Он болтался по окраинам. Озеро, в котором он научился плавать, обмелело. Оно напоминало гигантскую рыбу, выброшенную на песок пляжа. Чешуя волн тяжко вздымалась на смердящем тиной теле.
Он заглянул к старой Кабирос. Ее дом — груда камней, прикрытых соломой, — стоял на пустыре у песчаной дороги, ведущей в деревню. Кабирос, полуиндианка, редко наведывалась в город. Она появлялась там в базарные дни, закутанная в шаль. Разложив ее на земле, садилась на корточки и гадала на картах.
Кабирос любила Хосе. Он ее никогда не дразнил. Она смогла угостить его только водой: «Пей, вода прекрасна, и ты прекрасен», — Кабирос схватила его за рукав маленькой ручкой, скрученной ревматизмом на манер куриной лапки.
Он хотел оставить ей денег. Она презрительно фыркнула. Слюна из беззубого рта брызнула на кучку банкнот. «За деньги я гадаю. Много денег, — она взвесила в руке банкноты, — много скажу».

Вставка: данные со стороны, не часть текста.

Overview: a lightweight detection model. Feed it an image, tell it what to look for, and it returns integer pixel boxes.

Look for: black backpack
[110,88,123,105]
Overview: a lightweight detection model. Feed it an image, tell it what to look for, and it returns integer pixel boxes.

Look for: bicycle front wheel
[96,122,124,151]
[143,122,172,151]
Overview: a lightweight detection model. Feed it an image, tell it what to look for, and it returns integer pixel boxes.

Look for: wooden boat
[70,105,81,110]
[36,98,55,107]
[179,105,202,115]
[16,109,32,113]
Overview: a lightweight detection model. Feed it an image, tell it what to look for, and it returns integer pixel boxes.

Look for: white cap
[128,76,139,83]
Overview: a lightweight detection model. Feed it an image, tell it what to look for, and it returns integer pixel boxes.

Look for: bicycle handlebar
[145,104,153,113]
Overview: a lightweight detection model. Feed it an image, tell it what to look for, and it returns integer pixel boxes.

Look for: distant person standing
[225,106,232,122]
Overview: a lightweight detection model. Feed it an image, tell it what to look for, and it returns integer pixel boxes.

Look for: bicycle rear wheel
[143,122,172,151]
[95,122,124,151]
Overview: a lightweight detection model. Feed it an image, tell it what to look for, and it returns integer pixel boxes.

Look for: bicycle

Она велела ему вытянуть шесть добела протертых карт. Вздохнула.
— Что-нибудь плохое? — забеспокоился он.
— В жизни не видела, чтобы так карта легла! Из большого несчастья тебе выйдет большое счастье, — она вытирала карты о черную юбку.
— А еще?
— Больше нельзя получить ни здесь, ни там.
Визит был окончен. Кабирос уселась на пороге. Хосе заглянул ей в глаза, не мигая смотревшие на солнце. Старуха была слепа.
Он разглядывал воздух. Сравнивал его со шведским. Мексиканский не был прозрачно-ледяным. Он всегда был полон пыли, словно в мастерской каменотеса. Он вибрировал под долотом невидимого мастера, вырубающего текучий орнамент. Хосе помнил: в детстве ему казалось, что на камнях индейских руин кто-то нарисовал горячий воздух. Струя орнамента омывала растрескавшийся камень.
Когда-то они с ребятами пробовали отгадать, почему индейцы уходили, оставляя в джунглях свои каменные города. Хосе хвастался, что умеет читать индейские письмена и разгадал тайну. Приятели высмеяли его. «Брешешь!» — вынес приговор коренастый Пепито, внук настоящих индейцев с гор. Его дед лечил аппендицит заклинаниями. Он сажал больного под хуамуачиль, похожее на акацию дерево, и ждал полудня. В полдень ножом вырезал из тени больное место. Рану зашивал волшебными травами. Притаптывал ее, пока она не становилась плоской, вровень с землей. Вечером тень растворялась, исчезала вместе с болью.
Хосе пожалел, что дедушка Пепито давно умер. Может, он знал какие-то травы от его болезни?
Пепито, в рваной рубахе, с подошвами, ремнями привязанными к ногам, говорил, что это земля индейцев, она дает им силы. Белые принесли смерть. Они похожи на скелеты, пляшущие в день умерших. Он показал Хосе лежащие друг на друге подрагивающие скелеты: «Белые так делают детей». Хосе не верил. «И воют при этом, как псы ночью».
Перед отъездом Хосе отправился к озеру. В нем купалась обнаженная девушка. Она не испугалась. Вышла на берег. Надевая платье, подняла руки. За ними всколыхнулись округлые груди. С густых волос ее лона стекала вода. Они были садом, в гуще которого таился сладкий плод пола.
Она подошла к нему, кокетливо смеясь. «Эй, Хосе!» Он узнал дочку торговца. Ей было лет пятнадцать. Она уселась рядом. Он слушал ее девичью болтовню. Вдыхал влажный запах шоколадной кожи. Он почувствовал не вожделение. Доброту.
Медицина оказалась так же бессильна, как и Хосе. Врач спросил, не ассистировал ли он при родах.